Investing in dividend growth stocks is one of the ways to achieve that goal. Stocks that regularly pay dividends and grow them over time are the best investments to compound your returns and hedge against inflation.
Keeping this theme in mind, I have picked Canada’s two best dividend growth stocks from two different sectors to get you started on your TFSA. Let’s find out which one is better for your portfolio.
Royal Bank of Canada
Canadian banks are solid, low-risk dividend stocks that rarely disappoint income-seeking investors. Among the top five Canadian banks, Royal Bank of Canada (TSX:RY) (NYSE:RY) has a unique position. It is the nation’s largest bank with more than $1.2 trillion in total assets and a very strong presence in the U.S.
This robust franchise has helped RBC to consistently pay growing dividends to its shareholders. It has paid distributions every year since 1870, a track record, which puts this bank among the top dividend-paying companies in the world. In the second quarter, RBC posted an 11% rise in its earnings, helped by strong growth at its wealth management and retail businesses.
Trading at $99.41 with an annual dividend yield of 3.78%, RBC is a stock that you could stash in your TFSA to earn growing payouts. Its strong position in Canada and abroad makes the lender an attractive buy for new investors with a long investing horizon.
Suncor Energy Inc.
Investing in energy stocks is usually not recommended for income-seeking investors. Energy stocks are more volatile due to their strong correlation with oil. But Suncor Energy Inc. (TSX:SU)(NYSE:SU) is one integrated energy company that I like for many reasons.
First, its high-quality assets, including oil sands extraction, refining, and marketing the energy products, make its revenue model very diversified, providing a good hedge against the extreme volatility in energy markets.
Second, the company has become a much leaner and efficient after a massive restructuring since the 2014 oil downturn.
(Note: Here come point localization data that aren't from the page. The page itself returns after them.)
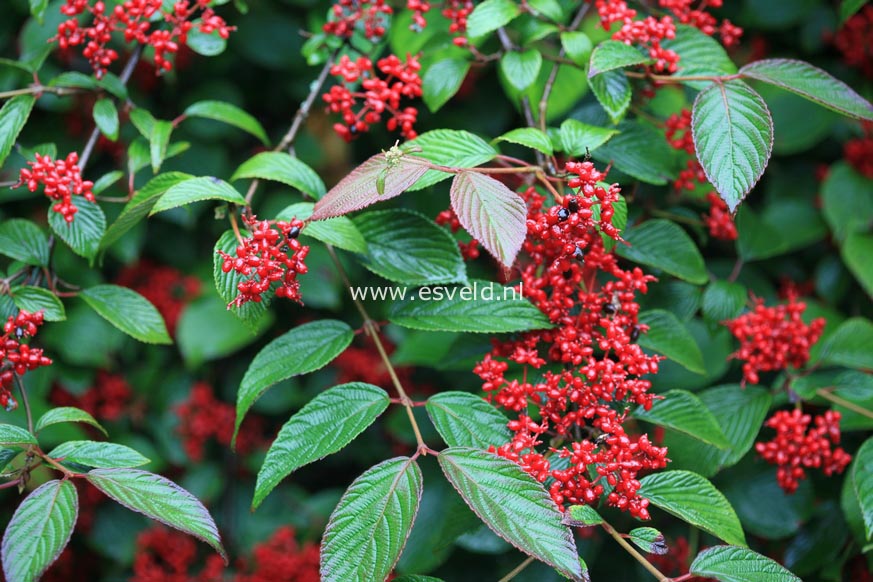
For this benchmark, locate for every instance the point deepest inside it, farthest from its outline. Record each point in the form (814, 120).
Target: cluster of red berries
(797, 447)
(774, 337)
(377, 95)
(17, 358)
(469, 250)
(345, 16)
(168, 289)
(137, 20)
(568, 274)
(61, 180)
(264, 258)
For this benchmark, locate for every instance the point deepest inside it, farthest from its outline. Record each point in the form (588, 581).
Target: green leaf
(304, 349)
(13, 116)
(684, 412)
(480, 308)
(67, 414)
(492, 213)
(579, 138)
(811, 83)
(35, 299)
(83, 235)
(521, 68)
(24, 241)
(371, 523)
(733, 136)
(340, 232)
(612, 54)
(465, 420)
(98, 455)
(229, 114)
(442, 80)
(39, 530)
(140, 205)
(128, 311)
(406, 247)
(328, 423)
(530, 137)
(664, 245)
(491, 15)
(160, 499)
(449, 147)
(197, 190)
(106, 117)
(694, 500)
(849, 345)
(483, 480)
(14, 436)
(733, 564)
During the past five years, Suncor’s cost to dig a barrel of crude oil has fallen to $23.80 in 2017 from $37 in 2013, representing the lowest level achieved in more than a decade.
Trading at $52.52 and with an annual dividend yield of 2.9%, Suncor stock has surged 24% in the past year as oil prices recovered, brightening the outlook of energy companies. Apart from a potential of capital gains, Suncor stock also has a great appeal for income investors.
This year, the oil giant hiked its quarterly dividend by 12.5% to $0.36 per share, marking the 16th year of consecutive annualized dividend increases.
The bottom line
Investing in dividend-growth stocks, such as RBC and Suncor, is a tested way of generating stable income. By finding similar companies, you can slowly build your TFSA portfolio with a decent income potential.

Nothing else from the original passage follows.